23 de fevereiro de 2021

A série Primeira Vista traz textos de ficção inéditos, elaborados a partir de fotografias selecionadas no acervo do Instituto Moreira Salles. O autor escreve sem ter informação nenhuma sobre a imagem, contando apenas com o estímulo visual. Nesta edição, a escritora Natércia Pontes se inspirou em uma imagem da série Zoo do fotógrafo João Castilho, que integra o acervo de Fotografia Contemporânea do IMS.

João Castilho. Jabuti, da série Zoo. (Acervo IMS)

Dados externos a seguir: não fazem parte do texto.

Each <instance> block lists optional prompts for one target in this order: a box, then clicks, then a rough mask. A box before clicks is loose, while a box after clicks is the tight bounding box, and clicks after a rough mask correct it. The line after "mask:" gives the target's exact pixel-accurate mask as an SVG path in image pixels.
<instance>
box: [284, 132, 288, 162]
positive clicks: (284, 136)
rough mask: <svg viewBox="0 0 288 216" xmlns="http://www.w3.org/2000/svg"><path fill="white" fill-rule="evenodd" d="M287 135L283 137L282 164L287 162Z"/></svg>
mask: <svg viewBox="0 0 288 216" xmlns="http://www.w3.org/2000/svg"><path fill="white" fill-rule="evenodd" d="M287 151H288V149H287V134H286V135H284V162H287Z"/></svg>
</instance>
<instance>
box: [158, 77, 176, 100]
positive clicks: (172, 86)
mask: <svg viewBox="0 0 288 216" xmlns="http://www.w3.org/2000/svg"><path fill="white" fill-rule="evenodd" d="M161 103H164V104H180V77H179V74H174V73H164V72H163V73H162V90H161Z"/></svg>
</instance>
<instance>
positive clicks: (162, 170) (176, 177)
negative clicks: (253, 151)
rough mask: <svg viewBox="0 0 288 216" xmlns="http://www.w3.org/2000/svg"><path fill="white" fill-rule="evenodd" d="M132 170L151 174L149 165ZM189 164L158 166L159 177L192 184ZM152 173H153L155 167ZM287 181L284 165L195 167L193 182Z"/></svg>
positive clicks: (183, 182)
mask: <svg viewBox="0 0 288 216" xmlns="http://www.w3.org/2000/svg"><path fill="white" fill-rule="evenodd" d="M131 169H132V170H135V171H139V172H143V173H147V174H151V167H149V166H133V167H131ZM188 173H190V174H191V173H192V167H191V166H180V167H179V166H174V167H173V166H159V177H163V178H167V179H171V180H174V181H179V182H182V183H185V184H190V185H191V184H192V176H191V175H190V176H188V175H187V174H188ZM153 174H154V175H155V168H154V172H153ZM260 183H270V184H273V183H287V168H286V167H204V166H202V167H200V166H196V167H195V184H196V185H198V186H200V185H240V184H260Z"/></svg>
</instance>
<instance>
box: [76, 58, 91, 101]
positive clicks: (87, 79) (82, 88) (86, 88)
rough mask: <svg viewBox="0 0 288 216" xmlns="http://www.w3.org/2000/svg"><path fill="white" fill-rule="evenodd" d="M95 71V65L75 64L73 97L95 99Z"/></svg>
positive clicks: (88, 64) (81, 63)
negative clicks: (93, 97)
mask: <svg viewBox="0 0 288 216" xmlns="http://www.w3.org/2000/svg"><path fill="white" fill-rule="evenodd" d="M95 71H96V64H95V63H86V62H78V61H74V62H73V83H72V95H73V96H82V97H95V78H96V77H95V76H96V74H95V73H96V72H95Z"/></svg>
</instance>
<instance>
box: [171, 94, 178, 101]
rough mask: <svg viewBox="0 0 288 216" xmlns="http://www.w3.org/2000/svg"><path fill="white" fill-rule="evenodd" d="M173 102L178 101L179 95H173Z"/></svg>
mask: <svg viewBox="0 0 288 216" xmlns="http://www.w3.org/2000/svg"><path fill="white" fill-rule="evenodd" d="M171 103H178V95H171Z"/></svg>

Começa com um trovão e depois a mulher encostando a escada meio bamba na parede externa da casa. Debaixo dos pingos gordos, a mulher sobe até o telhado e descarta um ovo na ondulação da telha. Se o ovo rolar, a calha servirá de bloqueio, a simpatia já estará feita. A chuva cessou, a mulher pôde dormir sem que suas paredes gotejassem e a água dentro da casa atingisse as tomadas causando um curto-circuito e depois um incêndio, ameaçando a integridade de sua família. O homem dormia, a barriga oscilando, a menina dormia encolhida, agarrada a um pano. A calha falhou no meio da noite e no outro dia a menina encontrou o ovo depositado sobre um monte de areia no quintal. Ela cuidou do ovo como se fosse uma boneca, fazendo-lhe carinho, aquecendo a bolinha encardida no colo. Um dia o ovo eclodiu e de lá saiu um jabuti minúsculo. Surpresa, ela colheu o recém-nascido escorregadio, leve como um inseto. Foi depois de observar seu rosto de velho que ela criou medo. Largou o réptil no quintal. A mulher perguntava, mas por que você tem medo, menina? Ela respondia que o jabuti era de verdade. Ele é de verdade. O tempo desliza, um dia as crianças imitam macacos com um jeitinho rudimentar, no outro elas são os próprios macacos, caras e bocas propositais, macacos adultos. O tempo desliza. A mulher e o homem estão mortos, as covas ladeadas, dois montinhos de areia. Agora a menina é a mulher, o jabuti é imenso e seu casco lembra um azulejo antigo. Um trovão estoura longe. Os dois estão sozinhos em casa, deitados na cama de casal. A mulher acaricia o jabuti, desenhando redemoinhos em sua carapaça. Ele fecha os olhos. As gotas da chuva já pingam forte no telhado, provocando um estardalhaço acústico. O réptil abre os olhos, esboça um bocejo banguela, vibra a cauda. Seu pênis escapa do fundo, um tubo oblongo, a glande laureada de pétalas nobres, como de uma orquídea. Surpresa, ela ouve o homem chegar. Ensopado, ele bate os sapatos no capacho. Mulher, estou pingando, me traz um pano, uma toalha. Rápido.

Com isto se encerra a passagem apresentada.